While circumstances are dire for those who have fled the DRC, the situation is even bleaker for those who remain. In addition to the thousands of citizens haemorrhaging over its borders, the DRC has 4.5 million internally displaced people, the largest number in Africa. Many of these have witnessed unspeakable horrors—one girl was forced by militia fighters to carry her mother’s decapitated head for 60 kilometres, while an elderly man recounted: “They come at night and burn your house. When you run out, they shoot you with an arrow; when you fall they chop you with a machete.”
Amidst this barbaric slaughter of its citizens, the DRC’s leadership is conspicuous by its silence, further facilitating the conditions which allow chaos and instability to take hold. Some commentators believe that this is a deliberate strategy of Kabila and his henchmen to use the continuing violence as a justification to further delay the holding of elections.
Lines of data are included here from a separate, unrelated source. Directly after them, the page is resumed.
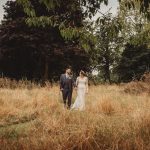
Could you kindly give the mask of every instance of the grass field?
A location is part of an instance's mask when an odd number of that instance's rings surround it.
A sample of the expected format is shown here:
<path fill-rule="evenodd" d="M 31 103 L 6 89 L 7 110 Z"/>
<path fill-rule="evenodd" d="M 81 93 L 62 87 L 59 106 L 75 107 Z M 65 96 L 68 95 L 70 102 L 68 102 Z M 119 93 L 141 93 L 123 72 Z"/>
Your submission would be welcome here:
<path fill-rule="evenodd" d="M 57 86 L 1 88 L 0 149 L 150 150 L 149 93 L 91 86 L 82 112 L 61 100 Z"/>

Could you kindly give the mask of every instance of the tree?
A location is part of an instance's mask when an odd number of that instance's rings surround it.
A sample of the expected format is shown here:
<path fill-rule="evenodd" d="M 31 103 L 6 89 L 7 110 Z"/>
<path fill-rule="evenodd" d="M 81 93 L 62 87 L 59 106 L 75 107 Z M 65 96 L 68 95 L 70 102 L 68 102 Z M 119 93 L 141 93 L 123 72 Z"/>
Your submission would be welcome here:
<path fill-rule="evenodd" d="M 119 2 L 124 3 L 126 8 L 129 10 L 138 9 L 142 14 L 150 20 L 150 1 L 149 0 L 119 0 Z"/>
<path fill-rule="evenodd" d="M 37 14 L 51 17 L 44 5 L 36 0 L 31 2 Z M 27 26 L 27 15 L 16 2 L 7 2 L 4 9 L 0 27 L 0 69 L 6 76 L 57 80 L 67 64 L 72 65 L 75 72 L 81 66 L 87 68 L 89 56 L 78 47 L 78 39 L 64 40 L 57 26 Z M 75 21 L 75 25 L 82 26 L 82 18 Z"/>
<path fill-rule="evenodd" d="M 97 45 L 95 48 L 96 68 L 111 83 L 111 76 L 120 58 L 123 38 L 120 35 L 121 22 L 110 13 L 98 18 L 96 24 Z"/>

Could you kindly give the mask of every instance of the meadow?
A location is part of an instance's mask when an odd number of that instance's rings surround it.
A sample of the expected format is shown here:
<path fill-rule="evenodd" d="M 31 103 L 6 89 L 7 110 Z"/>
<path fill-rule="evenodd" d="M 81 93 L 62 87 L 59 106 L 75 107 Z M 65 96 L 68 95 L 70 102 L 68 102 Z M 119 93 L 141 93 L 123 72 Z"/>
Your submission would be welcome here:
<path fill-rule="evenodd" d="M 86 110 L 73 111 L 64 109 L 58 86 L 19 85 L 1 84 L 1 150 L 150 149 L 149 92 L 90 86 Z"/>

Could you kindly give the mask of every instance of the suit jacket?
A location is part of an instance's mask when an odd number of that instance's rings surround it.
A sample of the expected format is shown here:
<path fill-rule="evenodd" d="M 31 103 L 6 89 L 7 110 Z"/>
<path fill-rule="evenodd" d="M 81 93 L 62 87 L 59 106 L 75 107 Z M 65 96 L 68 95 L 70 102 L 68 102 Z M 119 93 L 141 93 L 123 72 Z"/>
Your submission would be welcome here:
<path fill-rule="evenodd" d="M 60 89 L 73 90 L 74 80 L 72 77 L 67 78 L 66 74 L 60 76 Z"/>

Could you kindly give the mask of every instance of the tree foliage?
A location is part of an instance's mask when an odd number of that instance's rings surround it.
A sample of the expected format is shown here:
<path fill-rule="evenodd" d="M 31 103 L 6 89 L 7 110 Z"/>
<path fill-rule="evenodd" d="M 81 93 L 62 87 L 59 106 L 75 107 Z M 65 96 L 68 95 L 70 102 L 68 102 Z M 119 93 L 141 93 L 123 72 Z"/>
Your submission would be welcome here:
<path fill-rule="evenodd" d="M 36 13 L 51 17 L 44 5 L 36 0 L 30 2 Z M 81 67 L 87 68 L 89 56 L 79 48 L 77 38 L 64 40 L 58 26 L 28 26 L 25 23 L 28 16 L 16 2 L 7 2 L 4 9 L 0 27 L 0 71 L 5 76 L 57 80 L 67 65 L 72 65 L 75 72 Z M 75 20 L 75 26 L 82 26 L 82 20 Z"/>

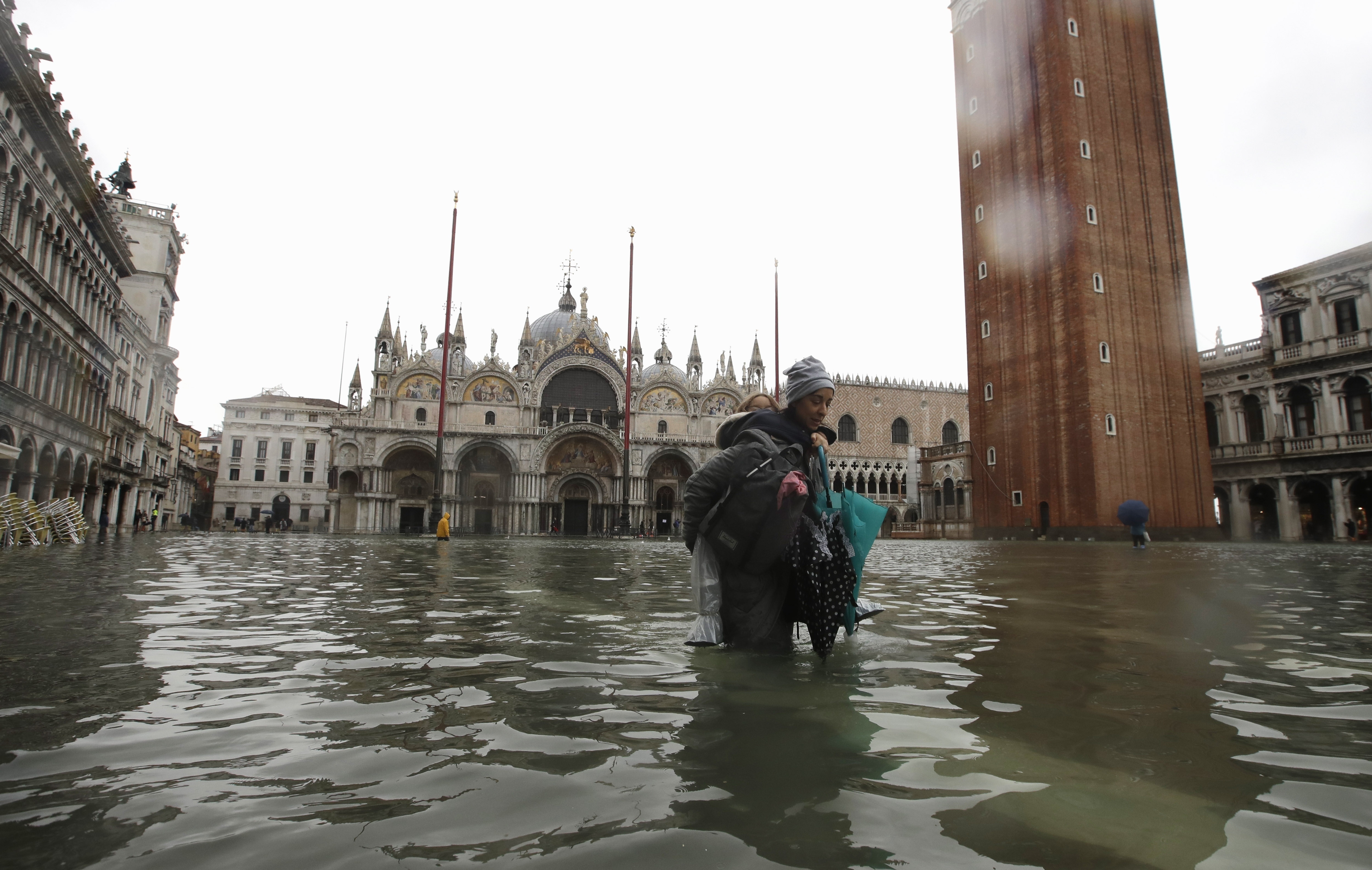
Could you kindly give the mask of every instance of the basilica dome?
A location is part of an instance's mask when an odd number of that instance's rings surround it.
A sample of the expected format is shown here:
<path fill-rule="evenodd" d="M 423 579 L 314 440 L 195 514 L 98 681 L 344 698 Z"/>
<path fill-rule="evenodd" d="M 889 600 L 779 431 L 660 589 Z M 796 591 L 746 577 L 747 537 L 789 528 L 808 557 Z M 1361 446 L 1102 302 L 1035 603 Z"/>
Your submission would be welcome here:
<path fill-rule="evenodd" d="M 672 365 L 672 351 L 667 350 L 667 342 L 653 354 L 653 365 L 643 369 L 643 383 L 653 380 L 670 380 L 676 384 L 686 384 L 686 372 Z"/>
<path fill-rule="evenodd" d="M 605 331 L 600 328 L 595 321 L 590 320 L 586 314 L 586 291 L 582 291 L 582 316 L 576 316 L 576 301 L 572 299 L 572 285 L 571 283 L 563 290 L 563 298 L 557 302 L 557 310 L 543 314 L 534 322 L 528 325 L 530 335 L 534 342 L 547 342 L 549 344 L 557 343 L 557 331 L 563 331 L 563 338 L 572 338 L 572 332 L 580 332 L 582 320 L 584 320 L 586 333 L 598 344 L 609 344 L 609 336 Z M 568 325 L 571 321 L 571 325 Z"/>

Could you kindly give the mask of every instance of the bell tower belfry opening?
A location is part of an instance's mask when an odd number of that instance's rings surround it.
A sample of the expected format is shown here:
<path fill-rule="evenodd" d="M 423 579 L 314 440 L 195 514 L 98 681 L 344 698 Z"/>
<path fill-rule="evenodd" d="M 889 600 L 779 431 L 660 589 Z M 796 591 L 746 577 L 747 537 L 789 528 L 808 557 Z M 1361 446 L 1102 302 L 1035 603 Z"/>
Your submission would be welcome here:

Kabila’s refusal to cede power is one of the primary factors causing his country to slip further into the abyss. Yet, he has refused to step down as president, despite increasingly vociferous voices calling for him to leave. Instead, Kabila has done everything to buy time, arguing that the DRC doesn’t have money to fund elections, or suggesting that the country has to hold an extensive census first.
Meanwhile, Kabila has driven his main rival into exile in Europe. Moïse Katumbi,former governor of the mineral-rich Katanga province, has launched a new opposition movement and has vowed to return to the DRC by June. Katumbi is fortunate to have only been forced into exile; those still in the country who dare speak out against Kabila’s regime are treated even worse. In December, at least seven people were killed in protests against Kabila’s rule. Last month, security forces fatally shot at least two protesters and injured 47 others, as anti-government marches took place around the country.
Even when set against the DRC’s relatively short and troubled history, it seems that the country is on an extremely slippery slope, notwithstanding Congolese Prime Minister Bruno Tshibala’s questionable assertions that “everything is fine”. Although unpicking and resolving the DRC’s problems will certainly be a complex task, one refugee didn’t hesitate to offer an opinion as to what the first step must be: “President Kabila has failed. He must go.”
The international community is also starting to embrace the idea that the DRC cannot start healing its divisions until the sun has set on Kabila’s illegal regime. The consensus at the recent UN Security Council meeting on March 7th was that the DRC must be exhorted to hold ‘free and fair elections’, with opposition politicians such as Katumbi allowed to participate. These words, however, must translate into action. The time has come for the international community to put real pressure on Joseph Kabila, or the already tragic situation in the Democratic Republic of the Congo will only spiral further towards disaster.